5Ainsi, si les enjeux qu’a l’Occident dans la reconstruction après le tsunami ou le cyclone répondent à une idéologie libérale contenue dans les préceptes de l’IDH et du consensus de Washington, en Thaïlande et en Birmanie il s’agit, outre de s’enrichir en récupérant les terrains, d’uniformiser les identités et d’exacerber le sentiment d’appartenance nationale. Le propre de la machine humanitaire est de propager son modèle, entraînant dans son sillon toujours plus d’adeptes aptes à transmettre à leur tour ses valeurs. La dynamique du développement est rôdée et structurellement incompatible avec l’innovation et la complexité humaine car elle sécrète ses propres outils de contrôle (batteries d’indicateurs servant à la fois à créer et à mesurer) qui lui permettent, à partir de centres distants, d’uniformiser les périphéries lointaines selon leur modèle.
6Ce sont donc de véritables légions humanitaires qui, une fois le terrain ouvert par les catastrophes, s’y sont précipitées armées de leurs outils idéologiques pour organiser une occupation à long terme d’espaces peu accessibles auparavant, car l’intervention n’y était pas justifiée.
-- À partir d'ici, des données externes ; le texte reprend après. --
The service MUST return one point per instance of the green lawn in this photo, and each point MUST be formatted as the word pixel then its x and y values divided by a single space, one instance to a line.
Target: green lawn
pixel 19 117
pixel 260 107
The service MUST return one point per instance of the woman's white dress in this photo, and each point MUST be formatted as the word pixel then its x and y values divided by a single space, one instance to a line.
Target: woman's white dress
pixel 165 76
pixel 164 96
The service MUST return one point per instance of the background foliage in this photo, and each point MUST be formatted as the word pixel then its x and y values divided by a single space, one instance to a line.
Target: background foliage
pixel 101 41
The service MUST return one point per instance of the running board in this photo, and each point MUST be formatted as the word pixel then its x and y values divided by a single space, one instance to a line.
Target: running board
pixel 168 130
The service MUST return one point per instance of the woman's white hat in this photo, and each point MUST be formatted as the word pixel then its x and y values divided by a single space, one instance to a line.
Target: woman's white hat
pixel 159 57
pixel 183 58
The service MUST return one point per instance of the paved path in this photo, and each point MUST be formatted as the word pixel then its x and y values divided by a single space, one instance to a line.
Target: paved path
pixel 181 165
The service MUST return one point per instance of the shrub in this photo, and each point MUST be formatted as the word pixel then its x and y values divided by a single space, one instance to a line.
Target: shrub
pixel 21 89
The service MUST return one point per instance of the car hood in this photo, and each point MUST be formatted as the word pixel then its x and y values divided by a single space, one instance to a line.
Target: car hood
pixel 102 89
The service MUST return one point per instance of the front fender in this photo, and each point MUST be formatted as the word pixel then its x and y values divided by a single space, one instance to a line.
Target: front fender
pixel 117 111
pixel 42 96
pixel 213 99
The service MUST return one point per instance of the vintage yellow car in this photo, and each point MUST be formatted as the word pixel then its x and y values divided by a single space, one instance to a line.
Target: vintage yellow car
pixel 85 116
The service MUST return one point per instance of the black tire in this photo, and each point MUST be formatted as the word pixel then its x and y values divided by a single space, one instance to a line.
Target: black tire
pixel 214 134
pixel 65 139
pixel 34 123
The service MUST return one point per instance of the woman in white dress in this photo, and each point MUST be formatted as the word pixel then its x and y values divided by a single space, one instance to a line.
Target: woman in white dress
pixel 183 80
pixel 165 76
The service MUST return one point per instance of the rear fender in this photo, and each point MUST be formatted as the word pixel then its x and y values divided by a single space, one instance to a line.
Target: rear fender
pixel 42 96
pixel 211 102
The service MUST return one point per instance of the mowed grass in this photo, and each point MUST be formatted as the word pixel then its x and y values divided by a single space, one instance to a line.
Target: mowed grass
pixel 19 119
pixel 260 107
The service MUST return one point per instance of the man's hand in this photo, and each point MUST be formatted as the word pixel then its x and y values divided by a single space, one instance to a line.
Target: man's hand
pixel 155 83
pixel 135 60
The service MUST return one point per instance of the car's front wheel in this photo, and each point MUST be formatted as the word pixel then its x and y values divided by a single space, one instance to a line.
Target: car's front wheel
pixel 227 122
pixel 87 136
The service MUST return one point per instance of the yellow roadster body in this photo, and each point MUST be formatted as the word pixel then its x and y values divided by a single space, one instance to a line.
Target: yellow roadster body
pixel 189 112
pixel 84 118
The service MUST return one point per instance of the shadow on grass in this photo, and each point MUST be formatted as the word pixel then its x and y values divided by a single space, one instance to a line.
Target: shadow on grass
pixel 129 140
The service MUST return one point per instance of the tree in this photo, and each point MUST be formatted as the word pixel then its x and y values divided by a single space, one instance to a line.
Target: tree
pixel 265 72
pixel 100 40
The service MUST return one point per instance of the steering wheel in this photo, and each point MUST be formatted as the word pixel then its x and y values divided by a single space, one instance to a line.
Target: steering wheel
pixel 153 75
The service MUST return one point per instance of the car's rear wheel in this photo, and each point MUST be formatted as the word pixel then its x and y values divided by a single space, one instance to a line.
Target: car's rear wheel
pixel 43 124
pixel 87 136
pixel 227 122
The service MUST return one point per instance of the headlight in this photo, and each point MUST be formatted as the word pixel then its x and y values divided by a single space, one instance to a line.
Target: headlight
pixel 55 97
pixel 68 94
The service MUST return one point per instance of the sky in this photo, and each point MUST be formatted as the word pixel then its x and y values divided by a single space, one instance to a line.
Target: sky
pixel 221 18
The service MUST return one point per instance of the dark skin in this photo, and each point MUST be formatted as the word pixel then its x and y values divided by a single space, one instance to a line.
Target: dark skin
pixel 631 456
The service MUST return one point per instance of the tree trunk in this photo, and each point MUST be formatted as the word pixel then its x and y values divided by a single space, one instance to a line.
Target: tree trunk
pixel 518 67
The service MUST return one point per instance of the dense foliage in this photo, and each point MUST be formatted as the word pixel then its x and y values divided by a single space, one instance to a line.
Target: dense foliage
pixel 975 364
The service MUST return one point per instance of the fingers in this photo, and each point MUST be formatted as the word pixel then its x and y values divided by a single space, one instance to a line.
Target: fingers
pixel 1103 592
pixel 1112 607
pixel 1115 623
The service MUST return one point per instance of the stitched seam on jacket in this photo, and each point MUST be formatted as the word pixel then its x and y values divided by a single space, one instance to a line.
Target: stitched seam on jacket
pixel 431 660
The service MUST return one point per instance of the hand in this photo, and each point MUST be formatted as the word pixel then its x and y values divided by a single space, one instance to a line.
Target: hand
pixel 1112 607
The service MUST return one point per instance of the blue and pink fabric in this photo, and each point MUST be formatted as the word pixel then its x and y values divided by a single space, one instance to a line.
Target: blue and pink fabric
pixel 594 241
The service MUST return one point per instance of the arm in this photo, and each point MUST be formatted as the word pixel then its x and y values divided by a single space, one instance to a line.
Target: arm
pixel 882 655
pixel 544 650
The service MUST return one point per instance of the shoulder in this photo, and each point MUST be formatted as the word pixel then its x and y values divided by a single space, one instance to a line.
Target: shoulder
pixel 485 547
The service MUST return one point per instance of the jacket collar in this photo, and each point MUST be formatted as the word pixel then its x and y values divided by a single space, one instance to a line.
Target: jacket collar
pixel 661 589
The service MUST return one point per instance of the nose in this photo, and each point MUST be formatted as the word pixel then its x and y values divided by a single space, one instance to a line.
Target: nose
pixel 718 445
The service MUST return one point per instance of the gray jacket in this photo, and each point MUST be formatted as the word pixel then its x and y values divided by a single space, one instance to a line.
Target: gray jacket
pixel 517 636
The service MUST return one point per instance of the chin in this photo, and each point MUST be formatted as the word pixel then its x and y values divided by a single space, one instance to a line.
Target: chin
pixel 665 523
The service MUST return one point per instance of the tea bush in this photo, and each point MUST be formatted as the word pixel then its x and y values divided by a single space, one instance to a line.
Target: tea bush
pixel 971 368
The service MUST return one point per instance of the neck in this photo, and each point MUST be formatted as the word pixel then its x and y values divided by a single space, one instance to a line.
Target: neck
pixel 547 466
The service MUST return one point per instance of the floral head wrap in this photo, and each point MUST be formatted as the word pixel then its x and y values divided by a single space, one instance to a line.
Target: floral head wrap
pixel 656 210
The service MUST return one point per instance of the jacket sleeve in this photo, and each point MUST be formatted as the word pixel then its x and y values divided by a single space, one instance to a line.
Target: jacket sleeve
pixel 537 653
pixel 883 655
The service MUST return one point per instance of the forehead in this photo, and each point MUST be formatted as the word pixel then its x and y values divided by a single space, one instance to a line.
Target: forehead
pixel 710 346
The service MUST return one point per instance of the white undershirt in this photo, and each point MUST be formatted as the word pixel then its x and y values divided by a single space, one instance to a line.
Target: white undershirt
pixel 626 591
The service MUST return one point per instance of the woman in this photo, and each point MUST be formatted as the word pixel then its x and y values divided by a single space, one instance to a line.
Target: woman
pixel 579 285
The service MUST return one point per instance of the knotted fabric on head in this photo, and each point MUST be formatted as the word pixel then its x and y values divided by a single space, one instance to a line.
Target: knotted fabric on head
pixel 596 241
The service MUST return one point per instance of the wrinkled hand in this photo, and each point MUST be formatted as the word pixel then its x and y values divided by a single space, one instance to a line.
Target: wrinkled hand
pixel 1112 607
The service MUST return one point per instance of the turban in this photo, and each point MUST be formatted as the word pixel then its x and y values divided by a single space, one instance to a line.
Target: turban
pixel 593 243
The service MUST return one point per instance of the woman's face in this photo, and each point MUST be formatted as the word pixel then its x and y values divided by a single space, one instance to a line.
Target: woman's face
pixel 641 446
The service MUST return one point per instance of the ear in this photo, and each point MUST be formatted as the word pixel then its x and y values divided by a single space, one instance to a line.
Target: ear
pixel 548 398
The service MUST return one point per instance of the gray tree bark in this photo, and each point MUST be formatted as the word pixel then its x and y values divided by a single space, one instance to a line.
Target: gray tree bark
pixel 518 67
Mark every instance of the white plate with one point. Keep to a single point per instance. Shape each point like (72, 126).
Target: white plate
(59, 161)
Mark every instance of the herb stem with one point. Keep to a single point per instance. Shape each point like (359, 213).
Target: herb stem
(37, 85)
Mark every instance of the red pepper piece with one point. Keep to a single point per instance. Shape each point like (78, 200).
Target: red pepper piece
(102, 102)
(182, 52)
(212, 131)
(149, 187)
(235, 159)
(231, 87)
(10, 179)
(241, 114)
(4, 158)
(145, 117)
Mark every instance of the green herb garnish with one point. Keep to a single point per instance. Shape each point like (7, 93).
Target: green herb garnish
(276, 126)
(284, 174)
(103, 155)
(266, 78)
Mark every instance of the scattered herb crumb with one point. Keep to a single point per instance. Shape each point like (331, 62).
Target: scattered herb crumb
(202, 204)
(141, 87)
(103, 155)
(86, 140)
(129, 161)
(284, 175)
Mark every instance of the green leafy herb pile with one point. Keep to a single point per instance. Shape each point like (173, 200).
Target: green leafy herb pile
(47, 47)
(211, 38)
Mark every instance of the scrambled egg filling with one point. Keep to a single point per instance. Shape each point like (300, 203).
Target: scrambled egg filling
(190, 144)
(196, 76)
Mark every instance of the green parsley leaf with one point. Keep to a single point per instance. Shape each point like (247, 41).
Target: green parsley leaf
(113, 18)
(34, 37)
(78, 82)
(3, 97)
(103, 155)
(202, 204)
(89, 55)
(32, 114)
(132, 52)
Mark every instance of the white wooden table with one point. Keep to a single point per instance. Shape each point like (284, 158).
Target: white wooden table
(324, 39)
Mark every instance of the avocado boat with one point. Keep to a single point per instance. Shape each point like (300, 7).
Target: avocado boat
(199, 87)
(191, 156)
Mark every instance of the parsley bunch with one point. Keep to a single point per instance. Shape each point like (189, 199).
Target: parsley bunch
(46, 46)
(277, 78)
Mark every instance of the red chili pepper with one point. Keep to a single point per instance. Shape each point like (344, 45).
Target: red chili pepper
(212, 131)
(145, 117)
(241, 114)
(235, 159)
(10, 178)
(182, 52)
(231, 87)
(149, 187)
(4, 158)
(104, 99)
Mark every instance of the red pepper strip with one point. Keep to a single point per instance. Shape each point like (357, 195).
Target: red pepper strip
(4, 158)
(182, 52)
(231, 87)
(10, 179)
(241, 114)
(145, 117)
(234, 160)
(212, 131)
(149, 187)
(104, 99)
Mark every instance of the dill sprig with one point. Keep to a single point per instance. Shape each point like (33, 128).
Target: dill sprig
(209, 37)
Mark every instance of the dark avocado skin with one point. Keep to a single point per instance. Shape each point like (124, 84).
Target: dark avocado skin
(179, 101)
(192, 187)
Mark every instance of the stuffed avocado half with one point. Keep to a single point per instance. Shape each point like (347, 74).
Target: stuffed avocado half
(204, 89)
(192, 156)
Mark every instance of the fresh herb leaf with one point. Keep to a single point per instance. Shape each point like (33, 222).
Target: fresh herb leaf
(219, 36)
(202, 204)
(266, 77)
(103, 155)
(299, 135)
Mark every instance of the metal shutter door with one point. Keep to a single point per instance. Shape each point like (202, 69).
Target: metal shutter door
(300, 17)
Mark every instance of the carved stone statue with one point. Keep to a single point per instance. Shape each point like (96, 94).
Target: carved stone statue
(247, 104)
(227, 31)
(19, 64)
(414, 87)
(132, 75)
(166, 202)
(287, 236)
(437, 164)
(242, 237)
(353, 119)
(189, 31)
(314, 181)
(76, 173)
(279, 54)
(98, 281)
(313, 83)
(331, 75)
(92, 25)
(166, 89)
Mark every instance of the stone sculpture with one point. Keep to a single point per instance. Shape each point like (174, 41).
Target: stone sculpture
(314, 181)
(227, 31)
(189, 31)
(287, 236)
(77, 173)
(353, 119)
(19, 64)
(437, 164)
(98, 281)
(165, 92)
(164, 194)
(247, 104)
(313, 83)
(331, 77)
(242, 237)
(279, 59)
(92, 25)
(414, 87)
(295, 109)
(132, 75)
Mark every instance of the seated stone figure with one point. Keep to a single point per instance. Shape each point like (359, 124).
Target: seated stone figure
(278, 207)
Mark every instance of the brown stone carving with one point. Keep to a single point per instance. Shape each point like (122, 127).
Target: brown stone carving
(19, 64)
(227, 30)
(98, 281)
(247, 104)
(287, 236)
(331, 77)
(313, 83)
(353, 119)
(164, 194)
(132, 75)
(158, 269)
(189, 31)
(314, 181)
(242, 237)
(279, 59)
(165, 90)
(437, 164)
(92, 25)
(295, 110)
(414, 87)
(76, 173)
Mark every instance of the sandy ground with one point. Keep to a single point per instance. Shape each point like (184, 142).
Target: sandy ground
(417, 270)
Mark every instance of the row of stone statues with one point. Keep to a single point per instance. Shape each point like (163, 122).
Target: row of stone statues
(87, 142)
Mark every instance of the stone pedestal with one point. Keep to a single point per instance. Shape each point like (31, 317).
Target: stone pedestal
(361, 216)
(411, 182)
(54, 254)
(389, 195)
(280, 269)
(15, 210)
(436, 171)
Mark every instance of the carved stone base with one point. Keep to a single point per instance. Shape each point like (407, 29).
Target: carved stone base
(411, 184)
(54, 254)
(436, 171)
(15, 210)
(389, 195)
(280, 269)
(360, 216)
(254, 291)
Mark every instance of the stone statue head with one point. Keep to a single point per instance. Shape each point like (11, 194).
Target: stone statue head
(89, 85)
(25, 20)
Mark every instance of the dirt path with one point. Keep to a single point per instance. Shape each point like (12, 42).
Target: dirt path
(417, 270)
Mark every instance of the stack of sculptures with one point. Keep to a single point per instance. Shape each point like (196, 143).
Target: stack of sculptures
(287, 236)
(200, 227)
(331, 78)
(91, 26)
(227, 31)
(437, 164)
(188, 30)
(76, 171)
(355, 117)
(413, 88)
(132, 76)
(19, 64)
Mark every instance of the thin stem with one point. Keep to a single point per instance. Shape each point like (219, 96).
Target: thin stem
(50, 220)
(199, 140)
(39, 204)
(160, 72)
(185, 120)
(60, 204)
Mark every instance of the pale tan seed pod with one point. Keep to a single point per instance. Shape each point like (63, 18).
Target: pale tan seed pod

Les résultats, ignorés par les indicateurs car non calculables, sont ceux que nous avons décrits dans le texte : paupérisation de la population, perte des terrains, perte de repères identitaires, affaiblissement des structures économiques traditionnelles… Les populations culturellement fortes et au grand pouvoir d’adaptation comme les nomades réussissent, comme elles l’ont toujours fait, à élaborer des stratégies pour s’accommoder de cette nouvelle présence et même à en tirer un profit que les développeurs ignorent ; néanmoins, qu’en sera-t-il à long terme ? Comment va évoluer l’aide et, avec elle, l’utilisation qu’en font des États comme la Birmanie ou la Thaïlande ?
7La machine humanitaire est aujourd’hui en marche en Asie du Sud-Est, le terrain a été aplani et dans les terres dévastées par les éléments elle peut reconstruire le monde à son image… ceci prendra plus de sept jours mais le temps et l’argent ne sont pas un problème, la genèse a commencé : une genèse holiste du monde.